CSP Timira Jyotsna Barik who looks after Goras village in Keonjhar, said Samvad videos have helped increase registration at anganwadis. The most positive impact has been the acceptance of iron tablets by women, she added.
As sometimes houses lie scattered in many villages, bringing women together at a dissemination point sometimes proved to be difficult. So, anganwadi centres were used for dissemination. Besides increased activity at anganwadi centres, women and their families realised many thing need to be kept in mind during pregnancy. One was that heavy weight should not be lifted.
After watching videos on hygiene, family planning and the importance of 1,000 days, several beneficiaries have benefitted a lot. They have also held discussions with husbands and in-laws on family planning, importance of hygiene and dietary diversity during pregnancy.
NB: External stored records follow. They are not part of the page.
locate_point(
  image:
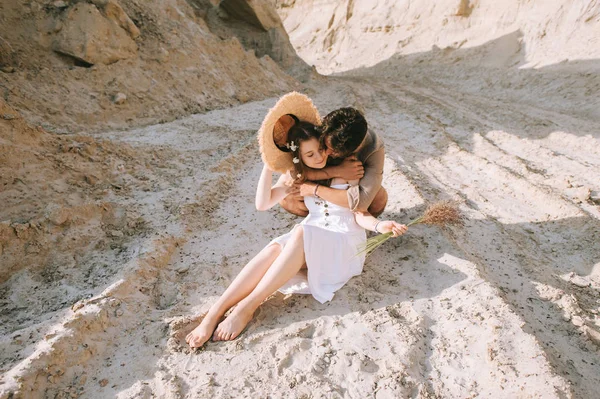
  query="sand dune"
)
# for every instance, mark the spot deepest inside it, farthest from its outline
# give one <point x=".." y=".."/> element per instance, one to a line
<point x="506" y="306"/>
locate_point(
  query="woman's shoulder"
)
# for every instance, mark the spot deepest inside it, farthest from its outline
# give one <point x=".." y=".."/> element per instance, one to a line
<point x="285" y="178"/>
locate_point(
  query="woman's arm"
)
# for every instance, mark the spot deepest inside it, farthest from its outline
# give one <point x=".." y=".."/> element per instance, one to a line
<point x="333" y="195"/>
<point x="267" y="196"/>
<point x="369" y="222"/>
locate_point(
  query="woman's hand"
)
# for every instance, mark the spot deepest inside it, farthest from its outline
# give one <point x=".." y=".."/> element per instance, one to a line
<point x="307" y="189"/>
<point x="293" y="189"/>
<point x="389" y="226"/>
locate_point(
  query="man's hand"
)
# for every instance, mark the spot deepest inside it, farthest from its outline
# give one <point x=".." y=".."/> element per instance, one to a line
<point x="307" y="189"/>
<point x="350" y="169"/>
A woman from Chadeibhol village in Keonjhar, Hemlata Soren, inserted copper-T after in her womb after giving birth to two daughters aged three and six. Watching a video on family planning helped her in this. Shibani Champia, the sarpanch Damahuda panchayat, said there has been a positive impact of Samvad in the villages.
The main aim was to make women watch the videos and initiate dialogue within families. Community service providers helped spread awareness on important topics. Badaposi residents Surumuni Chatar, Sumitra Jerai and Vijayta Purti not only continue watching the videos through Whatsapp, but also remember what all were shown previously.
After the second wave of Covid-19, one of the initial videos made on the importance of hand washing with soap and water was again sent for viewership through Whatsapp.